For the first nine months of 2015, net income was $43.3 million, or 59 cents per fully diluted common unit, on net sales of $223.2 million, compared to $51.3 million of net income, or 70 cents per fully diluted common unit, on net sales of $224.3 million for the comparable period a year earlier. Adjusted EBITDA for the first nine months of 2015 was $78.3 million compared to adjusted EBITDA of $76.8 million for the first nine months of 2014.
“The unplanned outages at Linde’s air separation unit, which resulted in approximately 18 days of additional downtime at our facility, were disappointing as they overshadowed the success of our major plant turnaround during the quarter,” said Mark Pytosh, chief executive officer. “In addition to inspecting and repairing units across our entire facility, we installed several pieces of new equipment during the turnaround that will allow us to run our plant at higher rates of production. These efforts already are paying off. To date for the fourth quarter, we have seen some of the highest production rates in the plant’s 15-year history.

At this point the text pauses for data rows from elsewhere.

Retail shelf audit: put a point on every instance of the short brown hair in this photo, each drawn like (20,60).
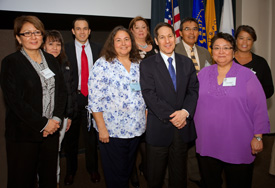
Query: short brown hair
(160,25)
(226,37)
(55,36)
(20,21)
(109,52)
(148,39)
(250,30)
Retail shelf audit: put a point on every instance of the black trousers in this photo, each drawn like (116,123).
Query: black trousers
(118,158)
(26,160)
(71,140)
(237,175)
(173,156)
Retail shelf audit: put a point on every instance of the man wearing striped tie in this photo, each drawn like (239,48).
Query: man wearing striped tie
(189,31)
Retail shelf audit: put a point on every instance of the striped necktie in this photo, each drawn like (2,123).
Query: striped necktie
(194,60)
(172,72)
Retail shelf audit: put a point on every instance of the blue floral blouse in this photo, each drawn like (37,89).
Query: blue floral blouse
(116,92)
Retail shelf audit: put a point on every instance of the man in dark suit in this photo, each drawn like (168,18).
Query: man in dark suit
(189,31)
(170,89)
(76,51)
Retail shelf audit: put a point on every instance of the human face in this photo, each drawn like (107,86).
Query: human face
(222,52)
(190,33)
(31,43)
(52,47)
(244,42)
(166,40)
(122,44)
(81,31)
(140,30)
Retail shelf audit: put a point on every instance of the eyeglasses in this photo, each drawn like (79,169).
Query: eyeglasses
(226,49)
(189,29)
(29,34)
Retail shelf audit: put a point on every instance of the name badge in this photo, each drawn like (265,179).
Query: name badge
(135,86)
(47,73)
(230,81)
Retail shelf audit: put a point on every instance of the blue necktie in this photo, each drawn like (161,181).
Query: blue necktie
(172,72)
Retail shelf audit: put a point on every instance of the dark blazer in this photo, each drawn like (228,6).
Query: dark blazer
(71,54)
(162,99)
(22,92)
(203,54)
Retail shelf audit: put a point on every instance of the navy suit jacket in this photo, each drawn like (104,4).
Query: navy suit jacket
(162,99)
(71,54)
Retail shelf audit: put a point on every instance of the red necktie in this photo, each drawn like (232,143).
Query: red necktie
(84,72)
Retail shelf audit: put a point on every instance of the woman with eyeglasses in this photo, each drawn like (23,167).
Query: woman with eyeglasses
(230,118)
(35,97)
(245,37)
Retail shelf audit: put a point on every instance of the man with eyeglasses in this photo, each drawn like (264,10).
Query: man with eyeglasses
(189,31)
(82,54)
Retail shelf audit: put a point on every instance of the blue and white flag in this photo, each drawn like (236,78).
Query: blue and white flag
(198,14)
(226,24)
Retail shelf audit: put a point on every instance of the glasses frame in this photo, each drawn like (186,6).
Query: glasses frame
(29,34)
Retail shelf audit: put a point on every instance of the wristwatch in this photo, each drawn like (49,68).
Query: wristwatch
(258,138)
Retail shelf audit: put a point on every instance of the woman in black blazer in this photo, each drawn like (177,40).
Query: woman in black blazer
(35,97)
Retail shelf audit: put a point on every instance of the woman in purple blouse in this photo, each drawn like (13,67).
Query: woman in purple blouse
(230,118)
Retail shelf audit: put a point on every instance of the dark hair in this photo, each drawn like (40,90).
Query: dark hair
(20,21)
(160,25)
(108,50)
(80,19)
(188,19)
(148,39)
(55,36)
(224,36)
(247,29)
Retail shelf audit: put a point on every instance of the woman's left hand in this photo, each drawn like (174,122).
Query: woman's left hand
(256,146)
(69,122)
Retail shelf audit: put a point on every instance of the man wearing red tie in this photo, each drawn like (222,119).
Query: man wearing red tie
(81,54)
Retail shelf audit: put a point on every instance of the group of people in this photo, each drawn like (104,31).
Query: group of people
(185,111)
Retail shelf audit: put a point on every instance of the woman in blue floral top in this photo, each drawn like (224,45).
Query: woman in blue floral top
(117,105)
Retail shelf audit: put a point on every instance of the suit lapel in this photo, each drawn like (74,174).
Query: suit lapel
(201,54)
(164,71)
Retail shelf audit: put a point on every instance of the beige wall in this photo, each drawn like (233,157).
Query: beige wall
(259,14)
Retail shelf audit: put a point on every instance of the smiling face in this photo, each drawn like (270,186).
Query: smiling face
(244,41)
(166,40)
(140,30)
(81,31)
(29,43)
(222,52)
(52,47)
(122,44)
(190,33)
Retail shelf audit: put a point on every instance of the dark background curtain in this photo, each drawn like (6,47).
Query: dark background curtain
(186,8)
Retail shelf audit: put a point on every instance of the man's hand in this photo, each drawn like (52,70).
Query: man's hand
(51,127)
(179,118)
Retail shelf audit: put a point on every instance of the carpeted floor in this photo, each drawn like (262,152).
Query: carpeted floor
(261,177)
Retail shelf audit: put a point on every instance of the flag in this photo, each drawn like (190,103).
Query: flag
(210,20)
(226,25)
(172,16)
(198,14)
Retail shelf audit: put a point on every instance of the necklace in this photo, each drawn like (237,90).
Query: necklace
(143,46)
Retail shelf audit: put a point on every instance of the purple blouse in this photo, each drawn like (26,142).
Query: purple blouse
(227,117)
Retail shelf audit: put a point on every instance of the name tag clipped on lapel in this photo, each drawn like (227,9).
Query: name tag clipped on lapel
(135,86)
(230,81)
(47,73)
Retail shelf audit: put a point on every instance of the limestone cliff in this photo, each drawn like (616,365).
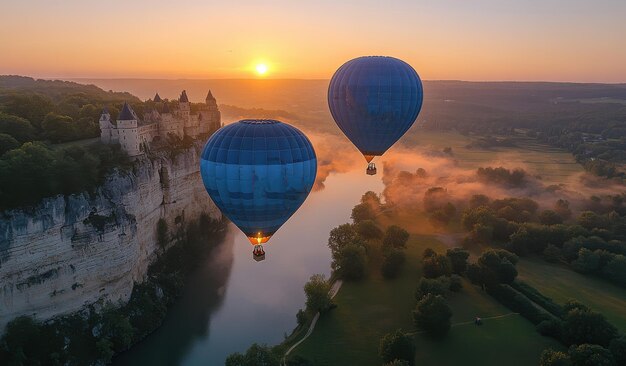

“Another important highlight of the 2015 third quarter was the announcement of our agreement to acquire Rentech Nitrogen Partners,” Pytosh said. “We view the transaction as a win-win for the unitholders of both CVR Partners and Rentech Nitrogen as it will create an expanded MLP with a leading position in the U.S. nitrogen fertilizer industry. We also expect the acquisition to be accretive to CVR Partners’ available cash for distribution.”
Operations
For the third quarter of 2015, average realized gate prices for UAN and ammonia were $227 per ton and $478 per ton, respectively, compared to $254 per ton and $503 per ton, respectively, for the same period in 2014.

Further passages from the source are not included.